Uluslararası Ticaret Hukuku Deneme Sınavı Sorusu #1266524
Antlaşma çerçevesinde sözleşmeden dönmenin hukuki sonuçları hakkında aşağıdaki teorilerden hangisinin benimsendiği belirtilmektedir?
Dönüşüm teorisi |
Klasik dönme teorisi |
Kanuni borç ilişkisi teorisi |
Ayni etkili dönme teorisi |
Haksız dönme teorisi |
Dönmenin, sözleşme üzerindeki etkileri ve dönme beyanı sonrasında tarafların yerine getirmiş oldukları edimleri iade yükümlülüğünün nasıl bir talep oluşturduğu tartışmalı bir konudur.
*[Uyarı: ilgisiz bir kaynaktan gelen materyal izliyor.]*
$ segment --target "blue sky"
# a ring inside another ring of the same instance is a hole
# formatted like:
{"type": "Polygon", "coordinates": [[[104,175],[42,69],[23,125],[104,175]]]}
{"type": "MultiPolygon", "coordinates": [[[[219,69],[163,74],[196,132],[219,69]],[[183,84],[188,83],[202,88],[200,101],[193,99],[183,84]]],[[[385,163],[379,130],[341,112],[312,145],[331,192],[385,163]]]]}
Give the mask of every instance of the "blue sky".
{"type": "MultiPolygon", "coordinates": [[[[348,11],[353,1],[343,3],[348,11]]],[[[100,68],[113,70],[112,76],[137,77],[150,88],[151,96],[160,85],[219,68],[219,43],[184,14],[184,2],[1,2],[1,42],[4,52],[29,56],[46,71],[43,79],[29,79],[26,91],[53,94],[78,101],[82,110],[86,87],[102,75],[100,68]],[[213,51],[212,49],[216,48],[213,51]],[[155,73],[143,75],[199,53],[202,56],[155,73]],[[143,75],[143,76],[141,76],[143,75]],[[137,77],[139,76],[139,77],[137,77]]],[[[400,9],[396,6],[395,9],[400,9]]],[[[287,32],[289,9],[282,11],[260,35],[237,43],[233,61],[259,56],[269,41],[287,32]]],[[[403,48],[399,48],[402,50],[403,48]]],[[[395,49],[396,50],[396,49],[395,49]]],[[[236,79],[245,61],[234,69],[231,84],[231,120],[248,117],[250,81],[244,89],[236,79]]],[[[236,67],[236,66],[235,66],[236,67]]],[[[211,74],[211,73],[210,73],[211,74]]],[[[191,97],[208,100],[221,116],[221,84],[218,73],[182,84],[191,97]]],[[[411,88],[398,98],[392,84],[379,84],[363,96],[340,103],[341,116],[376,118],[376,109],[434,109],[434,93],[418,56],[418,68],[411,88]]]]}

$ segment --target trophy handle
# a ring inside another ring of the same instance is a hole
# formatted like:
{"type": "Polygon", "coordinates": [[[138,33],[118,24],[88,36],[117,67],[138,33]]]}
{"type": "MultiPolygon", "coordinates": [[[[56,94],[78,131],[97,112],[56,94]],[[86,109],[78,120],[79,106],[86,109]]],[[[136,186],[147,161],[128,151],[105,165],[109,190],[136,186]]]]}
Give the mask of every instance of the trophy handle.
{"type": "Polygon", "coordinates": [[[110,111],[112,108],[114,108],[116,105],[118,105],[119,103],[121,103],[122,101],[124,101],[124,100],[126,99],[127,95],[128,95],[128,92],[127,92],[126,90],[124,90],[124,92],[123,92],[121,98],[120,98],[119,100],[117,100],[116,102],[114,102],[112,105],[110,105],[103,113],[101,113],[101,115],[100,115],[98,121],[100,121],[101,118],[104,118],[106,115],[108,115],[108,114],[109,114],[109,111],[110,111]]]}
Türk-İsviçre hukukunda bu konu ile ilgili dört teori ileri sürülmektedir. Bunlar, “klasik dönme teorisi”, “kanûnî borç ilişkisi teorisi”, “aynî etkili dönme teorisi” ve “dönüşüm teorisi (yeni dönme teorisi)”dir. Türk-İsviçre hukukunda son zamanlarda giderek ağırlık kazanan teori dönüşüm teorisidir. Bu teoriye göre, sözleşmeden dönülmesiyle birlikte sözleşme ortadan kalkmaz, sadece sözleşmenin içeriği değişir. Böylece daha önce ifa edilen edimlerin iadesi konusunda taraflar arasında bir tasfiye ilişkisi kurulur. CISG m. 81 ile 84 hükümleri arasında dönmenin sonuçları düzenlenmektedir. Her ne kadar bu hükümlerde, açık bir şeklide, dönmenin satım sözleşmesi üzerindeki etkileri, dönmenin beraberinde getirdiği tasfiye ilişkisi ve bunun tazminat rejimi ile bağlantısı
hükme bağlanmış ise de, bazı konular yine de cevapsız kalmıştır. CISG m. 81/1’den açıkça anlaşıldığı üzere, Antlaşmada sözleşme geriye etkili olarak sona erdirilmek istenmemektedir. Zira dönmeye rağmen bir dizi sözleşme hükümlerinin uygulamaya devam edeceği belirtilmektedir. Böylece, tarafların eski yükümlülüklerinin yerini, ifa edilmiş olan edimleri iade etme yükümlülüğü almaktadır. Bu sebeple Antlaşmada ilk anda “dönüşüm teorisi”nin kabul edildiği söylenebilir. Ancak, karşı görüş olarak klasik dönme teorisi, yani sözleşmeden dönmenin sözleşmeyi hiç akdedilmemiş vaziyete getirdiği de savunulmaktadır. Kanaatimizce, Antlaşmanın açık hükümleri karşısında klasik dönme görüşünü kabul etmek zor gözükmektedir. Zira CISG m. 81/1’e göre sözleşmeden dönülse bile, sözleşmenin bazı hükümleri geçerliliğini devam ettirmektedir. Hâl böyle olunca, Antlaşmanın Türk-İsviçre hukukuna hâkim olan dönüşüm teorisini kabul ettiğini söylemek yanlış olmaz.